Features: Real-time text & image moderation, auto-delete, timeout, logging.


Classifiers

Text Moderation

Classifier Detects Model
PII Emails, phones, SSNs, credit cards Regex + Validation
Toxicity Hate speech, harassment, threats Weighted Ensemble (4 models)
Prompt Injection LLM jailbreaks, instruction override DeBERTa
Spam Promotional content, scams RoBERTa
NSFW Text Sexual content, adult themes NSFW Classifier

Image Moderation πŸ†•

Classifier Detects Model
NSFW Image Explicit/adult images Falconsai/nsfw_image_detection (ViT)

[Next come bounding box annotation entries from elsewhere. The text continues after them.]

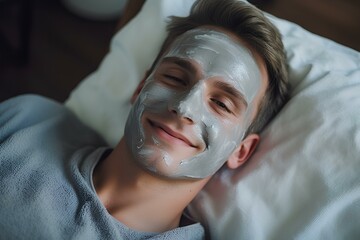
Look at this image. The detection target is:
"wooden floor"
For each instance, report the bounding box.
[0,0,360,101]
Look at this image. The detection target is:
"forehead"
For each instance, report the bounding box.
[160,28,261,101]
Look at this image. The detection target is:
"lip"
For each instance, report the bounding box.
[147,119,195,148]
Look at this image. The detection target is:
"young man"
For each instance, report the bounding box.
[0,0,287,239]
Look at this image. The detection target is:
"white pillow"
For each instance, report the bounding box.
[66,0,360,239]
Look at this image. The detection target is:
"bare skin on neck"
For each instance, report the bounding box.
[93,139,210,232]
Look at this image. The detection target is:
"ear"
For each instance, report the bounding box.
[227,134,260,169]
[131,71,150,104]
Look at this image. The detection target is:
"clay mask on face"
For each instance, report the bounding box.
[125,28,262,178]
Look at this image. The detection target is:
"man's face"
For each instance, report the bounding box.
[125,28,266,178]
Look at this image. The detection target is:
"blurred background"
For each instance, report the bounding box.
[0,0,360,102]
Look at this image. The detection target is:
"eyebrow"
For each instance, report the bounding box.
[215,81,248,107]
[162,57,197,73]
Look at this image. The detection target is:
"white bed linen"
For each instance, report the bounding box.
[66,0,360,239]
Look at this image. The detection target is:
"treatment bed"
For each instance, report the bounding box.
[65,0,360,240]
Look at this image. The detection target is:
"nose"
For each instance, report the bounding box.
[168,87,202,124]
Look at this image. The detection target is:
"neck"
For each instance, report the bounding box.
[93,139,209,232]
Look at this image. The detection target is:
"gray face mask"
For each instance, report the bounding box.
[125,28,262,179]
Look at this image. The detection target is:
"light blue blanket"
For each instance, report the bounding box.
[0,95,204,240]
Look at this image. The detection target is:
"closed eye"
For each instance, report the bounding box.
[163,74,187,86]
[210,98,232,113]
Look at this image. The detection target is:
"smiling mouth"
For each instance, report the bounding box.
[147,119,196,148]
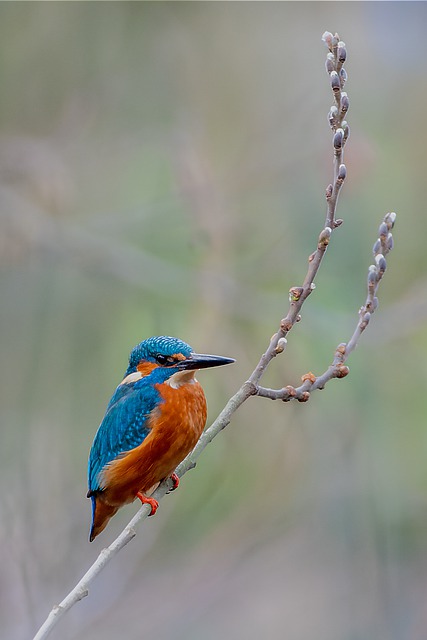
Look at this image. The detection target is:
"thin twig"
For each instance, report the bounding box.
[33,32,396,640]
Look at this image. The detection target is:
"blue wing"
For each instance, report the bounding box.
[88,379,160,495]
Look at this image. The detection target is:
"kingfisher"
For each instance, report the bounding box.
[87,336,235,542]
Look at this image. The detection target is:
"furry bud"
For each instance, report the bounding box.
[334,128,344,149]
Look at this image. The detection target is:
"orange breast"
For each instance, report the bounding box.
[103,377,207,505]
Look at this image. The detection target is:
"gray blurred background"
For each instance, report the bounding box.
[0,2,427,640]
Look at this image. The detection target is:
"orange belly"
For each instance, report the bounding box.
[102,379,207,506]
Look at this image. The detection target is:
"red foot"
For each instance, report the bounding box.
[170,473,179,491]
[136,491,159,516]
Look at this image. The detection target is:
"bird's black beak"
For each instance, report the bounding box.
[177,353,236,370]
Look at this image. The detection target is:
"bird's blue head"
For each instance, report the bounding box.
[126,336,192,375]
[125,336,234,376]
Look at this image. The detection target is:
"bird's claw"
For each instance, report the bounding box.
[136,491,159,516]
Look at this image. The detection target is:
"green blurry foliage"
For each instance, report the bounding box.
[0,2,427,640]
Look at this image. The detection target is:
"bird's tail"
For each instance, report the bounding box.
[89,495,118,542]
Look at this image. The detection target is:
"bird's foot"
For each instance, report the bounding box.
[169,473,179,491]
[136,491,159,516]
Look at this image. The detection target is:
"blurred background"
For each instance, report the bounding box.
[0,2,427,640]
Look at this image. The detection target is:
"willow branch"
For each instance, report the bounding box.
[33,32,396,640]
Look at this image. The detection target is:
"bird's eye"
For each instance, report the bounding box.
[156,353,175,365]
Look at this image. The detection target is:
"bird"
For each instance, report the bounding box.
[87,336,235,542]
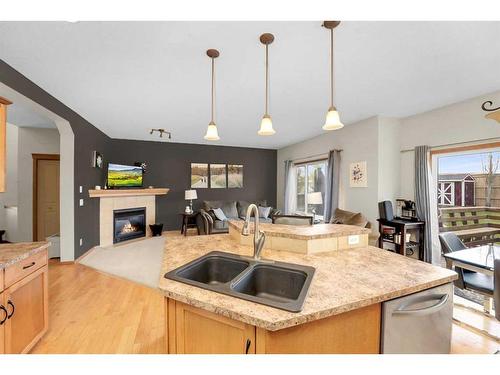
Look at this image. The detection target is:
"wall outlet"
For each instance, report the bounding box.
[347,234,359,245]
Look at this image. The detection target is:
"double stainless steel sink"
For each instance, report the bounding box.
[164,251,315,312]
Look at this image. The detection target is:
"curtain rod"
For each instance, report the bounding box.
[400,137,500,153]
[292,150,344,163]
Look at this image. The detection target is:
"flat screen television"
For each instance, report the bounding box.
[108,163,143,189]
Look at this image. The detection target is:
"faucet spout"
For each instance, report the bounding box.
[241,203,266,260]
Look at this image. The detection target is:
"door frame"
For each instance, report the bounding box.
[31,154,61,241]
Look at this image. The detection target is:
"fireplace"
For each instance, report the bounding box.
[113,207,146,243]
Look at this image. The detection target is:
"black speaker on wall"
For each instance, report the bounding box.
[378,201,394,220]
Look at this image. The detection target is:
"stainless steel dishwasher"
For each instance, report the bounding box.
[381,283,453,354]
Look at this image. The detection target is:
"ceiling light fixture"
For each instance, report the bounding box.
[149,129,172,139]
[204,49,220,141]
[323,21,344,130]
[257,33,276,135]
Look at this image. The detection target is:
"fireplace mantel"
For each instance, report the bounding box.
[89,188,170,198]
[94,188,169,246]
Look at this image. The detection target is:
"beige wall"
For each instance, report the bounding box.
[277,117,379,228]
[400,91,500,199]
[0,124,59,242]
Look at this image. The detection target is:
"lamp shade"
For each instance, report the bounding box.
[307,191,323,204]
[204,121,220,141]
[257,115,276,135]
[323,107,344,130]
[184,190,198,200]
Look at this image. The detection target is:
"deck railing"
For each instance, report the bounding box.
[439,206,500,247]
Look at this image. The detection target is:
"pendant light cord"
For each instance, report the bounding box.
[265,44,269,116]
[211,57,215,122]
[330,28,334,107]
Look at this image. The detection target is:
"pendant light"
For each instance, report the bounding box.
[257,33,276,135]
[204,49,220,141]
[323,21,344,130]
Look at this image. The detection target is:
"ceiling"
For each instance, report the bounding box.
[0,21,500,148]
[7,102,56,129]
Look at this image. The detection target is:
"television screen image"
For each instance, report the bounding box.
[108,163,143,188]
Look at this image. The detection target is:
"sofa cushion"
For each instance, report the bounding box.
[330,208,356,224]
[236,199,267,219]
[212,208,227,221]
[203,201,238,219]
[259,206,272,219]
[214,220,229,230]
[344,212,368,228]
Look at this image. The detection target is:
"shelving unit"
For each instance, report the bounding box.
[378,219,425,260]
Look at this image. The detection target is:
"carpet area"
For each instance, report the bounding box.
[79,236,166,288]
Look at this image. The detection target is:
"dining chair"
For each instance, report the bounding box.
[439,232,493,298]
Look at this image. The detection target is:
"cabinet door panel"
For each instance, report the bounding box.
[174,302,255,354]
[0,294,6,354]
[5,266,48,354]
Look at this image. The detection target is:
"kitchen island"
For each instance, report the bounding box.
[159,228,456,353]
[0,242,49,354]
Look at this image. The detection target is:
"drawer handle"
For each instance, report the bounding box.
[7,300,16,319]
[0,305,9,326]
[23,262,35,270]
[245,339,252,354]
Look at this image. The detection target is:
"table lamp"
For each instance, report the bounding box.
[184,190,198,213]
[307,191,323,223]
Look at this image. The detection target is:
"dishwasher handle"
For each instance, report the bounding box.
[392,294,450,316]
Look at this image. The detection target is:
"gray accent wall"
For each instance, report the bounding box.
[0,60,277,258]
[0,60,111,258]
[109,139,277,230]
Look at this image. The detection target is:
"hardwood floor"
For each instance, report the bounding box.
[31,261,165,354]
[31,253,500,354]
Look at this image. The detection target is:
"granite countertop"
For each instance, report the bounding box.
[159,234,457,331]
[229,220,371,240]
[0,242,50,270]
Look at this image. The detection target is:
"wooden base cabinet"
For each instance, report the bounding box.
[165,298,381,354]
[0,251,48,354]
[0,292,4,354]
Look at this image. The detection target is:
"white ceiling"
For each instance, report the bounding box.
[7,102,56,129]
[0,21,500,148]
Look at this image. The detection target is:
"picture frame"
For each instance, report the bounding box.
[91,151,104,169]
[349,161,368,188]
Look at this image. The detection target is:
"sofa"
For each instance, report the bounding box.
[330,208,380,247]
[196,200,280,234]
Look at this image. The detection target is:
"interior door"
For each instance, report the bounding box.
[34,159,59,241]
[4,266,48,354]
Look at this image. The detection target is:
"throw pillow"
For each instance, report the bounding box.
[259,206,272,219]
[344,213,368,228]
[212,208,227,221]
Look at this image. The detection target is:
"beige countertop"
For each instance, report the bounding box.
[0,242,49,270]
[159,234,457,331]
[229,220,371,240]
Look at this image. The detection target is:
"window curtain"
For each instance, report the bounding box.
[284,160,297,215]
[324,150,340,223]
[415,146,441,265]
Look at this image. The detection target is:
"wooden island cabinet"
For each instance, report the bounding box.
[0,243,48,354]
[165,298,380,354]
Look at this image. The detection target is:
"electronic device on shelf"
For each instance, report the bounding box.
[107,163,144,189]
[396,199,419,221]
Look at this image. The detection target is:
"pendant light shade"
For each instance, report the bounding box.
[257,33,276,135]
[203,49,220,141]
[323,21,344,130]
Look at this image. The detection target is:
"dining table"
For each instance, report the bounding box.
[444,244,500,313]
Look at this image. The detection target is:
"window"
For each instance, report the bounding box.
[297,160,327,219]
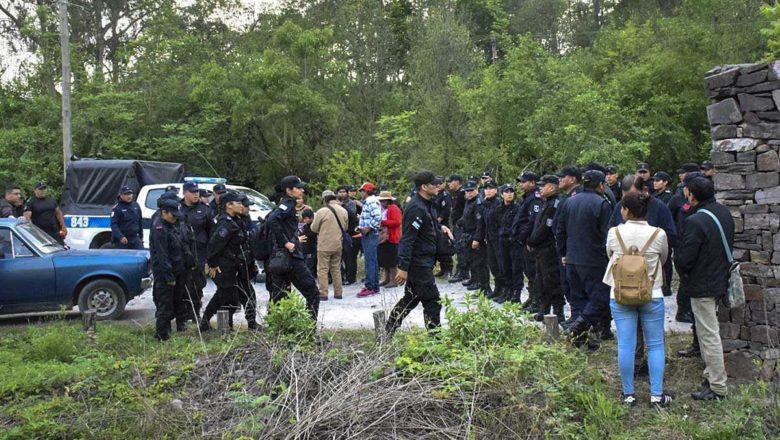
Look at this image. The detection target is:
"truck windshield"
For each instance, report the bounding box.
[16,223,65,254]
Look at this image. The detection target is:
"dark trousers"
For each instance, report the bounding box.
[385,267,441,335]
[485,240,505,291]
[518,248,539,305]
[566,264,609,325]
[341,237,361,283]
[152,274,186,339]
[534,245,565,313]
[203,267,238,322]
[269,258,320,321]
[114,235,144,250]
[467,240,490,290]
[452,226,469,278]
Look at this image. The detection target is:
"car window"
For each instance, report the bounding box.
[0,229,14,260]
[13,234,35,258]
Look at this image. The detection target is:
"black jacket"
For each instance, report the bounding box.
[265,196,303,260]
[555,189,612,269]
[525,194,561,248]
[474,196,501,244]
[512,188,544,245]
[398,194,441,271]
[674,199,734,298]
[149,216,185,283]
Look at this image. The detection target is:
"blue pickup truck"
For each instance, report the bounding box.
[0,219,152,320]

71M+ downloads on HuggingFace β€’ Apache 2.0 license

Toxicity Ensemble

Model Weight Purpose
unitary/toxic-bert 50% Multi-label toxicity
Hate-speech-CNERG/dehatebert-mono-english 20% Hate speech
s-nlp/roberta_toxicity_classifier 15% Toxicity
facebook/roberta-hate-speech-dynabench-r4-target 15% Adversarial robustness

API Endpoints

Text Moderation

Endpoint Method Description
/analyze POST Analyze single text
/analyze/batch POST Analyze multiple texts
/redact POST Redact PII from text

Image Moderation πŸ†•

Endpoint Method Description
/analyze/image POST Analyze image from URL
/analyze/image/upload POST Analyze uploaded image file

System

Endpoint Method Description
/health GET Health check
/classifiers GET List text classifiers
/classifiers/image GET List image classifiers

Example: Text Analysis

POST /analyze
{
  "text": "You are an idiot!",
  "classifiers": ["toxicity"]
}

Response:
{
  "flagged": true,
  "results": [{"classifier": "toxicity", "flagged": true, "confidence": 0.72, "severity": "high"}],
  "processing_time_ms": 85.3
}

Example: Image Analysis πŸ†•

POST /analyze/image
{
  "image_url": "https://example.com/image.jpg"
}

Response:
{
  "flagged": false,
  "results": [{"classifier": "nsfw_image", "flagged": false, "confidence": 0.02, "severity": "none"}],
  "processing_time_ms": 120.5
}

Offline Mode

# Download models once
python scripts/download_models.py --model-dir /path/to/models

# Run offline
export LOCALMOD_MODEL_DIR=/path/to/models
export LOCALMOD_OFFLINE=1
localmod serve

Docker:

docker run -p 8000:8000 \
  -v /path/to/models:/models \
  -e LOCALMOD_MODEL_DIR=/models \
  -e LOCALMOD_OFFLINE=1 \
  localmod:latest

Configuration

Variable Default Description
LOCALMOD_MODEL_DIR ~/.cache/localmod/models Model directory
LOCALMOD_OFFLINE false Force offline mode
LOCALMOD_DEVICE auto cpu, cuda, or auto

Performance

Classifier CPU Latency GPU Latency Memory
PII (regex) <1ms <1ms Minimal
Single ML model (text) ~50-200ms ~10-30ms ~1GB
Toxicity ensemble (4 models) ~200-500ms ~30-80ms ~3GB
NSFW Image (ViT) ~100-300ms ~20-50ms ~500MB

Performance varies by hardware. GPU recommended for production workloads.


Development

pip install -e ".[dev]"
pytest tests/ -v

License

MIT License β€” see LICENSE.

Acknowledgments

Models from HuggingFace. Benchmark methodology from CHI 2025 "Lost in Moderation" (Hartmann et al.).